5. The cell that has been picked up will appear round, will move with the cantilever, and will stay in the same focal plane as the cantilever. If that is the case, then verify that the cell has been picked up and press Continue. If the cell did not lift-up then press Retry to repeat the process. This is the good time to adjust the parameters if needed to improve the cell attachment and lifting.
6. Once the cell has been picked up, select the well in the “destination plate”. The plate is depicted on the right side as it is in the right port. The green label indicates that the well has already been used, but they can also be reused if needed. The blue label depicts a well that will be selected for cell deposition. White wells are empty and free to use. All wells where cells will be deposited need to contain media as mentioned before. Once the well is selected, press Continue.
Note: To confidently achieve monoclonality, an extra washing might be necessary here. You can find out how to wash the extra cells off here.
7. The system will move to deposit the cell.
8. Once the cell is transferred into the destination well check if the cell is still attached to the cantilever. It will appear round as after the picking, in the focal plane of the cantilever. If the cell is still attached the transfer was successful, therefore verify the transfer by pressing OK in the step 2. Verify.
1. In the step 3. Place Cell adjust the parameters with which the cell will be deposited on the bottom of the destination well. These include the force with which the cantilever will approach the surface, the time that it will keep once the surface has been reached and the pressure that will allow for release of the cell in the given time. Once the desired parameters are set press Place.

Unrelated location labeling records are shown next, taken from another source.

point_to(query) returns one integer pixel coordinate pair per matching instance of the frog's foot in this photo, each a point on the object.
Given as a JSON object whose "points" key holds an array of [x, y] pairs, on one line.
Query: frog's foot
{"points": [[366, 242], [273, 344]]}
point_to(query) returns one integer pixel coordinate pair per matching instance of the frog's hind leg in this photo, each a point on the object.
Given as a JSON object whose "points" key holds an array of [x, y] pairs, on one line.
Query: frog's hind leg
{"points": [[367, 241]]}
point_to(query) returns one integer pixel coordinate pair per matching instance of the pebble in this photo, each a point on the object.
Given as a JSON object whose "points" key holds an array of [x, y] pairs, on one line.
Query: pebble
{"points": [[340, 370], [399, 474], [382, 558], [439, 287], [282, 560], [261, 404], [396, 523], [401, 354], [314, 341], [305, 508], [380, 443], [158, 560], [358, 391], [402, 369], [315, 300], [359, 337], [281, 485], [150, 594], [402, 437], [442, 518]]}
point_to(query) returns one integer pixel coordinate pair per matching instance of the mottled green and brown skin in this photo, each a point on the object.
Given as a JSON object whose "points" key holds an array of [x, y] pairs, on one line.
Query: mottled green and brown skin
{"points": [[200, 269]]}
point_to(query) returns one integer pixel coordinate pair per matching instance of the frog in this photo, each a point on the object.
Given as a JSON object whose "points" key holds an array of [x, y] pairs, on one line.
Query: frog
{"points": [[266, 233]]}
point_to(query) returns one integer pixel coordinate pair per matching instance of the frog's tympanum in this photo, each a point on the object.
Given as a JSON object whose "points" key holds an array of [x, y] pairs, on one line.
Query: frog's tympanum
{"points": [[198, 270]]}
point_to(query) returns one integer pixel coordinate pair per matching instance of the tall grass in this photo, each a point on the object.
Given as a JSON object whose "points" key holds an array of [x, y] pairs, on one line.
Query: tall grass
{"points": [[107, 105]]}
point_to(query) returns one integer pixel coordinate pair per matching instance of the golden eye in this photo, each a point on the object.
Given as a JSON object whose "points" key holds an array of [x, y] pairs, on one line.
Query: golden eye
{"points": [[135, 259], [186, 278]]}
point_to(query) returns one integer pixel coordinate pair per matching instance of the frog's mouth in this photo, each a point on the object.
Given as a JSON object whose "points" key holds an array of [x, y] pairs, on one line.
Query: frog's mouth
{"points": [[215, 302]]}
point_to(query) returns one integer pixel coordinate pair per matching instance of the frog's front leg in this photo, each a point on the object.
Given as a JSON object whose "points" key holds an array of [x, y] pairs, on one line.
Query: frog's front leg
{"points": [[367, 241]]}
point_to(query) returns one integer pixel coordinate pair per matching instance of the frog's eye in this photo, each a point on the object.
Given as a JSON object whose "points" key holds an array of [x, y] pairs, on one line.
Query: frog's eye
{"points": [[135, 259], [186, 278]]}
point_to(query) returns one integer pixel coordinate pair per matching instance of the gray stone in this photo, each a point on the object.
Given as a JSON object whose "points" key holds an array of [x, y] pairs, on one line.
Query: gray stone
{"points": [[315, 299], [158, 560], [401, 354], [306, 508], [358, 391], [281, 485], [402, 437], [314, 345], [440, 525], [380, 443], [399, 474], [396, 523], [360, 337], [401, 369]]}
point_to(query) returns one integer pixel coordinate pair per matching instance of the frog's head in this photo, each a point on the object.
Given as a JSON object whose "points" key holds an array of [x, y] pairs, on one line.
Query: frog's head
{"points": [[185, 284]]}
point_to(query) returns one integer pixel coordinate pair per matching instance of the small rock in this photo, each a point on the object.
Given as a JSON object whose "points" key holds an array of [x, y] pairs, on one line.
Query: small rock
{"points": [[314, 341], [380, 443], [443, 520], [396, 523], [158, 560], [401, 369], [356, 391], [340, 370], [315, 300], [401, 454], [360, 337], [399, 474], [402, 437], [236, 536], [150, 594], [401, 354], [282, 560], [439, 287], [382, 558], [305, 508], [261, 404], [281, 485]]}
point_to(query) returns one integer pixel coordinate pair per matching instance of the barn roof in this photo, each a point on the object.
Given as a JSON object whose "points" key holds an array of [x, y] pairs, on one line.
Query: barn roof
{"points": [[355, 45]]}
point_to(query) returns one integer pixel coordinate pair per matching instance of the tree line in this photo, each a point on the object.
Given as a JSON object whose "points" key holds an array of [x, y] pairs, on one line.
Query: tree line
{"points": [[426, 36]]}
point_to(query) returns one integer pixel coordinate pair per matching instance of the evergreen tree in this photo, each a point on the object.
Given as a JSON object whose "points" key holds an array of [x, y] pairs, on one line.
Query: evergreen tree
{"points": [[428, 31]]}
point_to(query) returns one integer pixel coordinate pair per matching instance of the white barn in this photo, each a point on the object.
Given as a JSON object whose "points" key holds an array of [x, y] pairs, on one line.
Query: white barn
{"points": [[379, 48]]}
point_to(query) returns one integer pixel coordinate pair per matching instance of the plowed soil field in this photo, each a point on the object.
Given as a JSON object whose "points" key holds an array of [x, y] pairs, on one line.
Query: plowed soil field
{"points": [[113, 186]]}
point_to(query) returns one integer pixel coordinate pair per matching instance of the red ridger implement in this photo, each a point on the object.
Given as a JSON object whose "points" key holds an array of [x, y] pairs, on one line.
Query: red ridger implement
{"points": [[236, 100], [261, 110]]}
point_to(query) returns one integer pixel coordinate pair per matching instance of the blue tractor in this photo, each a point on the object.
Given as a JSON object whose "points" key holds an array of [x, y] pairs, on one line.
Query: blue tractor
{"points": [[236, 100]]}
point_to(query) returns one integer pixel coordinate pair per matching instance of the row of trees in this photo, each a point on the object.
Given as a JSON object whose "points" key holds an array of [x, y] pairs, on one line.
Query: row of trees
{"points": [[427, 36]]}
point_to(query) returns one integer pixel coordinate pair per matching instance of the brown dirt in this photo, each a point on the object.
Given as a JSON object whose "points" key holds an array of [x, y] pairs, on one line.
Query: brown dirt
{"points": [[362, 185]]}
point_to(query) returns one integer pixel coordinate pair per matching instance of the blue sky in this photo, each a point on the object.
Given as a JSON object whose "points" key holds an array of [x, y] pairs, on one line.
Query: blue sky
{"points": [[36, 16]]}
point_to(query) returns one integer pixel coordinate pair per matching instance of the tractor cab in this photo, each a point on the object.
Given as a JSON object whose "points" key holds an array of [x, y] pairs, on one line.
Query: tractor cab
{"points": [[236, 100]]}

2. At the end of the release process, the XY stage will perform an automatic movement of 50 um to the left, which allows the release of the cell.

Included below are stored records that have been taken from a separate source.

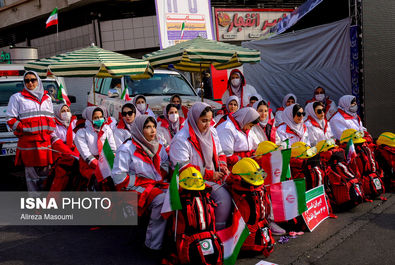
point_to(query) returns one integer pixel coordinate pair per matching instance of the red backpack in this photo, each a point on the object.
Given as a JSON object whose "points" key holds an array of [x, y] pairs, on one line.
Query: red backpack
{"points": [[254, 206], [341, 185], [196, 238]]}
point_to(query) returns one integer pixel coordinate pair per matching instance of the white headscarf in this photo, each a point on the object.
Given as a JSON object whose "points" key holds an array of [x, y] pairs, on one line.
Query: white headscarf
{"points": [[285, 99], [345, 104], [230, 99], [150, 147], [255, 106], [38, 92], [288, 118], [245, 115], [310, 112], [205, 139]]}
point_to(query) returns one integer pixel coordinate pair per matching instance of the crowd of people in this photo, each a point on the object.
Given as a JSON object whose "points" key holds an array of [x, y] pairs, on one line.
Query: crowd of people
{"points": [[212, 149]]}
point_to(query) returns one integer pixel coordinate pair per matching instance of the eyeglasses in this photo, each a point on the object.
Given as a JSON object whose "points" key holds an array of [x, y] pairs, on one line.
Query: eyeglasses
{"points": [[130, 113], [27, 81]]}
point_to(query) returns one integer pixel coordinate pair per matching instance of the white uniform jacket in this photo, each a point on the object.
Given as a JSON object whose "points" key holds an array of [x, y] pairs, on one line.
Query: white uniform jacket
{"points": [[86, 141], [285, 132], [342, 121], [316, 133]]}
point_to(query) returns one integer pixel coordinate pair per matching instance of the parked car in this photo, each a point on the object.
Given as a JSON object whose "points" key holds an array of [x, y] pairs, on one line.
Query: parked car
{"points": [[157, 90], [11, 82]]}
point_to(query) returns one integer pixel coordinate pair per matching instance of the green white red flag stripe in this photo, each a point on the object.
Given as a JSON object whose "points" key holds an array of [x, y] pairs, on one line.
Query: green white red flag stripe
{"points": [[288, 199], [277, 166], [105, 163], [53, 18], [233, 238], [172, 200]]}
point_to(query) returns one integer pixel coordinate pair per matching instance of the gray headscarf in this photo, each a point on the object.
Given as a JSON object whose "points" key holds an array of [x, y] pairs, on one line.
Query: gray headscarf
{"points": [[38, 92], [345, 104], [150, 147], [205, 139], [245, 115], [288, 118]]}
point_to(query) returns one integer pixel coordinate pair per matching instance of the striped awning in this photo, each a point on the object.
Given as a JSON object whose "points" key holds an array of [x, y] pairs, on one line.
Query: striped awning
{"points": [[92, 61], [198, 54]]}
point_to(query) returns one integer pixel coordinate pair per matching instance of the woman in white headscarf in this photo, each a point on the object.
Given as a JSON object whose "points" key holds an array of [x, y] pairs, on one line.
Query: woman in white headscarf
{"points": [[238, 87], [293, 128], [197, 145], [265, 129], [346, 117], [169, 125], [231, 106], [288, 100], [30, 116], [141, 105], [235, 140], [141, 164], [317, 125], [90, 139]]}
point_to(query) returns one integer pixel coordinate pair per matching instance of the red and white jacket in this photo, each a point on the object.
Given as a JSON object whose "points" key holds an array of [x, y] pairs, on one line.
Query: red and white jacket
{"points": [[134, 170], [342, 121], [63, 139], [32, 122], [163, 131], [316, 133], [285, 132], [234, 142], [186, 151]]}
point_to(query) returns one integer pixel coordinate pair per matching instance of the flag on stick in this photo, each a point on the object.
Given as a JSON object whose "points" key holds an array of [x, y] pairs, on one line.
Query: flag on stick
{"points": [[288, 199], [53, 18]]}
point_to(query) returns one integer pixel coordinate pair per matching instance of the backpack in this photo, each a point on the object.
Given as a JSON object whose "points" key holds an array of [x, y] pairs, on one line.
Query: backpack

3. After the cell has been stably deposited move away from the cell to the content height using the Navigation Tool.
4. In the step 4. Flush Probe, there is a pressure pulse applied to release the membrane content from the microfluidic channel, that might have been aspirated during the transfer process.
5. After the probe has been flushed move to the step 5. Go to Source. Use the history menu from the Navigation Tool to go back to the initially trypsinized cells. To pick another cell simply follow again the same workflow from Cell picking and Cell deposition.
Once finished, incubate the cells inside the system at 37°C for 1 h. After this time, exchange the medium gently, place fresh cell culture growth media to the isolated cells and move them into the usual incubator.